The report studied every school district—rural, suburban, and urban—in the 13 states, from Texas up to West Virginia, and repeatedly found the same imbalance: In South Carolina, where 36 percent of the students are black, black students constituted 60 percent of suspensions and 62 percent of expulsions; in Virginia, where 24 percent of the students are black, black students made up 51 percent of suspensions and 41 percent of expulsions. Louisiana and Mississippi expelled the highest proportion of black students.

Why does this happen? In a press release, one of the study’s authors cites the “residual effects of Jim Crow, slavery, and unequal schooling.” A study released last month, “The Social Structure of Medicalized and Criminalized School Discipline,” this one from Pennsylvania State University, offered another partial explanation. This study looked at 60,000 schools and found that

schools and districts with relatively larger minority and poor populations are more likely to implement criminalized disciplinary policies, including suspensions and expulsion or police referrals or arrests, and less likely to medicalize students through behavioral plans.

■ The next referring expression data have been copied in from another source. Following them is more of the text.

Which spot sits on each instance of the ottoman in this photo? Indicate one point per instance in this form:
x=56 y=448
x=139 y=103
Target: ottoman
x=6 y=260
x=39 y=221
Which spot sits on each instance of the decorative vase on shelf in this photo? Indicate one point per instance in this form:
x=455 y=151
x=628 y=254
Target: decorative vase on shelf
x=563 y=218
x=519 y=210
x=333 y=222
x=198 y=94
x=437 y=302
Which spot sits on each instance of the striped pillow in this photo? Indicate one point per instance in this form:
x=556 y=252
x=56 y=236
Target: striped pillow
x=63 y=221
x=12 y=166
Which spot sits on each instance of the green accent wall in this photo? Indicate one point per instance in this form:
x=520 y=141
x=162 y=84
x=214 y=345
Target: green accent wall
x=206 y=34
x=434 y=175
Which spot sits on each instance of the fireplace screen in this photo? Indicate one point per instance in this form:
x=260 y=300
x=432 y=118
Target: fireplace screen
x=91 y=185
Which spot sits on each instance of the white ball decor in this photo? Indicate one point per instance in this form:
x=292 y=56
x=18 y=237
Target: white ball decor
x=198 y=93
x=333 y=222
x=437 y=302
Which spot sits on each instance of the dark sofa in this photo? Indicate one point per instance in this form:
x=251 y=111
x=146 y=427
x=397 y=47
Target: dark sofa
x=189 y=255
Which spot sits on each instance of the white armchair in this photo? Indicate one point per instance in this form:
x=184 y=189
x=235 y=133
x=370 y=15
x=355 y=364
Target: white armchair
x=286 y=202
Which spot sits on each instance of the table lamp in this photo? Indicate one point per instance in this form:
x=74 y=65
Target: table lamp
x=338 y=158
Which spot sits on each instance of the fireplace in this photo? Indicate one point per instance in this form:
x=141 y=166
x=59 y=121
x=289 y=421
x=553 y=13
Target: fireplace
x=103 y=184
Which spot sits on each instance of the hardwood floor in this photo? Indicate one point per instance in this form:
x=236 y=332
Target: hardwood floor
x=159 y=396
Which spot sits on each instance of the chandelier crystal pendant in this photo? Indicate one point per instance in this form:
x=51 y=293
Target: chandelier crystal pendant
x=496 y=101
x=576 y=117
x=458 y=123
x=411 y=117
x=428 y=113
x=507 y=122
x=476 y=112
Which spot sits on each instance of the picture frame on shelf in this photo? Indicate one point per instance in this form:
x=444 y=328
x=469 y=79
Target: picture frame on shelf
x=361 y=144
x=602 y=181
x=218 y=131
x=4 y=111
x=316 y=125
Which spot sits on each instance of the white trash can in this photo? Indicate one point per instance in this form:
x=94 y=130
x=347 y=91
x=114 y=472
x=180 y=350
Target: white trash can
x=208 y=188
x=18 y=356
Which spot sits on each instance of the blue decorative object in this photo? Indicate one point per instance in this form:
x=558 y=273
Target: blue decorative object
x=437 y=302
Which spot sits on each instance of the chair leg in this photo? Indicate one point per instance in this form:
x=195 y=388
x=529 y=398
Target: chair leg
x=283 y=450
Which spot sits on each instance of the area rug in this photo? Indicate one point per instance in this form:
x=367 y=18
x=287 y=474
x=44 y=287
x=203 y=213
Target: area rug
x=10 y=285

By contrast, “less disadvantaged districts” (which almost always translates to more white kids) tended to have more leeway in dealing with disciplinary problems and take a more “medicalized” approach to redressing them: counseling, psychiatric treatment, individualized education plans, eventually diagnoses or medications.

These two studies, while distressing, aren’t exactly breaking news: We have long known that minority kids get punished disproportionately in the classroom. Last year, the Department of Education called on schools to reform the “zero tolerance” approach to discipline, issuing new guidance on “Rethinking Discipline” that emphasizes the need for schools to be “safe, supportive, and conducive to teaching and learning” and encouraged more counseling for students and training for teachers. And large, high-poverty urban school districts all over the country, from Los Angeles to New York, have already been drawing back from the practice of automatically suspending kids for the most minor offenses, like dress code violations or habitual tardiness. That’s a start. Now Southern states need to follow suit.